18 Any concurrent anticancer treatment.
Note: Approved bone-modifying agents (eg, bisphosphonates or RANKL-targeting agents [eg, denosumab]) to treat or control bone disease are permitted
19 Concurrent use of systemic hormone replacement therapy (HRT; eg, oestrogen and/or progesterone) or hormonal contraception. However, concurrent use of hormones for other non-cancer-related conditions (eg, insulin for diabetes) is acceptable.
20 Current or prior use of immunosuppressive medication within 14 days prior to randomisation.

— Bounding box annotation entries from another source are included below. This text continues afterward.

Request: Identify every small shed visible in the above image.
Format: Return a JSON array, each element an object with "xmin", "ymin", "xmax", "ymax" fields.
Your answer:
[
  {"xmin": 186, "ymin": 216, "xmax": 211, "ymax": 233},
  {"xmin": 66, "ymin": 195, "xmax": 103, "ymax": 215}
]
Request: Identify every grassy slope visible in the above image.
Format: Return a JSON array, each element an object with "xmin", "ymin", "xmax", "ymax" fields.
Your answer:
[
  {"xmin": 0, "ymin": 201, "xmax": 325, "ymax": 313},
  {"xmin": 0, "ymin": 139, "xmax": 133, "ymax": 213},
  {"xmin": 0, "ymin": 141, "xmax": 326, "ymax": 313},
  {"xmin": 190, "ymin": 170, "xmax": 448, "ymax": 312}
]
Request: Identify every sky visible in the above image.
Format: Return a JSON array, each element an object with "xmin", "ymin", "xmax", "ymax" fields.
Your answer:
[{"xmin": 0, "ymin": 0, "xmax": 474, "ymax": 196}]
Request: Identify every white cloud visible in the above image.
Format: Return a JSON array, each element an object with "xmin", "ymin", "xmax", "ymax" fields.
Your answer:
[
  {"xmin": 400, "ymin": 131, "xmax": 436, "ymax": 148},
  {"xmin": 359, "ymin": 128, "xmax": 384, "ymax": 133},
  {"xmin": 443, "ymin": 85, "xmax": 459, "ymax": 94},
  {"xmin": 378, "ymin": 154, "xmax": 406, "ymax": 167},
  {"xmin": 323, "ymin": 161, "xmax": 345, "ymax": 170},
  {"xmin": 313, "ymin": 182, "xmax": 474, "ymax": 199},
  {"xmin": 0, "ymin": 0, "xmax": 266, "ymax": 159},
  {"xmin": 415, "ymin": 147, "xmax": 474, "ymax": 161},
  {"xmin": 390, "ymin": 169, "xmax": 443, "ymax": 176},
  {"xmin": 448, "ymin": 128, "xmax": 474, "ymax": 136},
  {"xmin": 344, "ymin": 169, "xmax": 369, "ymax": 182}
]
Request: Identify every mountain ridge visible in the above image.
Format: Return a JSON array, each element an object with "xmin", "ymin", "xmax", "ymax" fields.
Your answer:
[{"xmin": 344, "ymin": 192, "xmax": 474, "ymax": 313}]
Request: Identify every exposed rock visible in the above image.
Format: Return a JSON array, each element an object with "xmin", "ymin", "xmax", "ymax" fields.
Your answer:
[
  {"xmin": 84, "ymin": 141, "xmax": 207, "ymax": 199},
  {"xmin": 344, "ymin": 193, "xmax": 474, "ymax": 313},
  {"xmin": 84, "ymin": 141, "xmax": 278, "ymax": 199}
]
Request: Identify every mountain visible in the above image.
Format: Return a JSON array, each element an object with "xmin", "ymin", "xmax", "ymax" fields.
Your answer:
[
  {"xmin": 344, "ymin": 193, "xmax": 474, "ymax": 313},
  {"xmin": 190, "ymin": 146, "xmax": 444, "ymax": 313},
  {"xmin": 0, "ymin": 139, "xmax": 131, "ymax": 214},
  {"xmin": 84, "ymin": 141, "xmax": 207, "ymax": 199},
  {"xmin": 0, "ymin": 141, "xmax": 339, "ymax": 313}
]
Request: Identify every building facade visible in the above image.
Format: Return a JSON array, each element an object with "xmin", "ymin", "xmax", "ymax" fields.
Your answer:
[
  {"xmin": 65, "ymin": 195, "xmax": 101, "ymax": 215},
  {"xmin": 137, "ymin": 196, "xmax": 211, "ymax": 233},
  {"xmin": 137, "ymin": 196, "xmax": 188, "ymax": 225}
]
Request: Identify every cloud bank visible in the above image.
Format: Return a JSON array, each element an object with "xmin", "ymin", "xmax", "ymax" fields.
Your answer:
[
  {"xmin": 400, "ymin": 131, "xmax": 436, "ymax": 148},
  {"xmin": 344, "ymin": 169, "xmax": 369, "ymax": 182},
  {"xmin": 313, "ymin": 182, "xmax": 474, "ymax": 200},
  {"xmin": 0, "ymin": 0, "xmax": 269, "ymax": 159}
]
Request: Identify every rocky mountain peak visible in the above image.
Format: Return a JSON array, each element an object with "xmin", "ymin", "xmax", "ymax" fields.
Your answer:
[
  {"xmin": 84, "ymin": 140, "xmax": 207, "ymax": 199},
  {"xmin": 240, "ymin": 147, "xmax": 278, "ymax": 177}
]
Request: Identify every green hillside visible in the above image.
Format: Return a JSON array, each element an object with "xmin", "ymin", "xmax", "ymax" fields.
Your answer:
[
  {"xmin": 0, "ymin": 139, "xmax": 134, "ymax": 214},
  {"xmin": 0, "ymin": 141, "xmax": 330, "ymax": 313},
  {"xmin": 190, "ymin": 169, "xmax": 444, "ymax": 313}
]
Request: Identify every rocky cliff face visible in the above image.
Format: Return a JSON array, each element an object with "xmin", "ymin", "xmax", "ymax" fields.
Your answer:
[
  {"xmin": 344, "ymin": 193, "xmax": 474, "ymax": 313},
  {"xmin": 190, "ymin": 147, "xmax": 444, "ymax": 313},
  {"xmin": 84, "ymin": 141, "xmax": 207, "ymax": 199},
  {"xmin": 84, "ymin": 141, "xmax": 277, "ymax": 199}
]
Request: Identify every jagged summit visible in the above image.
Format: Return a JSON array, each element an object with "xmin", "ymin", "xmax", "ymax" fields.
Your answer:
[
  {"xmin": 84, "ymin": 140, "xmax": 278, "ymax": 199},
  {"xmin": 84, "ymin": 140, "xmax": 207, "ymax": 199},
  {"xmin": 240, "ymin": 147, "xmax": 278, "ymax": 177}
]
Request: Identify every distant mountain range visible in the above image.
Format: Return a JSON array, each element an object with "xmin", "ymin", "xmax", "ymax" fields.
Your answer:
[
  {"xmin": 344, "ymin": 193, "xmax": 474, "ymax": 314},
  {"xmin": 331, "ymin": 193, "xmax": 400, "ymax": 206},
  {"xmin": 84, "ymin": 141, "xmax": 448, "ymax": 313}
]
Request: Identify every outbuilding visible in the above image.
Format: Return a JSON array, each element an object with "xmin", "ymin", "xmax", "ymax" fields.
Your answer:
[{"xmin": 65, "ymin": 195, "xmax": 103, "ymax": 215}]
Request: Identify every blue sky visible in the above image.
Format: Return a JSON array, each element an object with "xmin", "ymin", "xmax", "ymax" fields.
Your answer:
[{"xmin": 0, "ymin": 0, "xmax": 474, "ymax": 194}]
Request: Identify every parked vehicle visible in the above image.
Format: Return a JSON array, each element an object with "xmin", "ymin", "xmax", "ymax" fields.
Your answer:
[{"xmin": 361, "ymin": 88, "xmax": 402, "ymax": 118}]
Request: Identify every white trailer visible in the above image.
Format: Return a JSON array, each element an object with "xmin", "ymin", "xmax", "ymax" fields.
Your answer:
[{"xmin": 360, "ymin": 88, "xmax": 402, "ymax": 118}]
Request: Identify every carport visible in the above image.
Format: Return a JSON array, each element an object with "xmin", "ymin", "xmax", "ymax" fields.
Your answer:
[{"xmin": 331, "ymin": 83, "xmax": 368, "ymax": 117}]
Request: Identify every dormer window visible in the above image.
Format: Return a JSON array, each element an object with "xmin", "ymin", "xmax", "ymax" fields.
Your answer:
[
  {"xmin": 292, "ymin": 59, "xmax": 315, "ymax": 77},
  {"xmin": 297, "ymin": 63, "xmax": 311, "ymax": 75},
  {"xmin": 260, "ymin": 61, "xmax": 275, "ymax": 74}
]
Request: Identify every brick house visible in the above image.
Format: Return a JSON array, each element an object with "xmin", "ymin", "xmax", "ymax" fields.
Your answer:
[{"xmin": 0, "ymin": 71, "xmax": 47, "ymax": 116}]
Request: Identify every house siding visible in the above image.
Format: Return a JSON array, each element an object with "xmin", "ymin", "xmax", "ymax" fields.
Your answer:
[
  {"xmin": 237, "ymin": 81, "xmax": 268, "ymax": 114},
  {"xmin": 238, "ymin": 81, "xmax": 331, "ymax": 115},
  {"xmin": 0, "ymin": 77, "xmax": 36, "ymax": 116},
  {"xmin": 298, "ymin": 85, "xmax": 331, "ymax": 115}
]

The following are exceptions to this criterion:
(a) Intranasal, inhaled, topical steroids or local steroid injections (eg, intra-articular injection).
(b) Systemic corticosteroids at physiologic doses not to exceed 10 mg/Day of prednisone or its equivalent.
(c) Steroids as pre-medication for hypersensitivity reactions or as an anti-emetic (eg, CT scan pre-medication).
21 Receipt of live attenuated vaccine within 30 days prior to the first dose of study intervention (see Appendix I 2).
22 Major surgical procedure (excluding placement of vascular access) or significant traumatic injury ≤ 3 weeks of Cycle 1 Day 1 or an anticipated need for major surgery during the study.
Prior/Concurrent Clinical Study Experience
23 Previous randomisation in the present study.
24 Participation in another clinical study with a study intervention or investigational medicinal device administered in the last 4 weeks prior to first dose of study intervention, randomisation into a prior T-DXd, Dato-DXd or durvalumab study regardless of treatment assignment, or concurrent enrolment in another clinical study, unless it is an observational (non-interventional) clinical study or during the follow-up period of an interventional study.
25 Participants with a known severe hypersensitivity to Dato-DXd or any of the excipients of the product including but not limited to polysorbate 80 or other monoclonal antibodies.
26 Participants with a known severe hypersensitivity to PD-1/PD-L1 inhibitors.
Other Exclusions
27 Involvement in the planning and/or conduct of the study (applies to both AstraZeneca staff and/or staff at the study site).
28 Judgment by the investigator that the participant should not participate in the study if the participant is unlikely to comply with study procedures, restrictions and requirements.
29 Currently pregnant (confirmed with positive pregnancy test), breastfeeding or planning to become pregnant.
30 Female participants should refrain from breastfeeding from enrolment throughout the study and for at least 7 months after last dose of study treatment, or as dictated by local prescribing information for SoC if longer.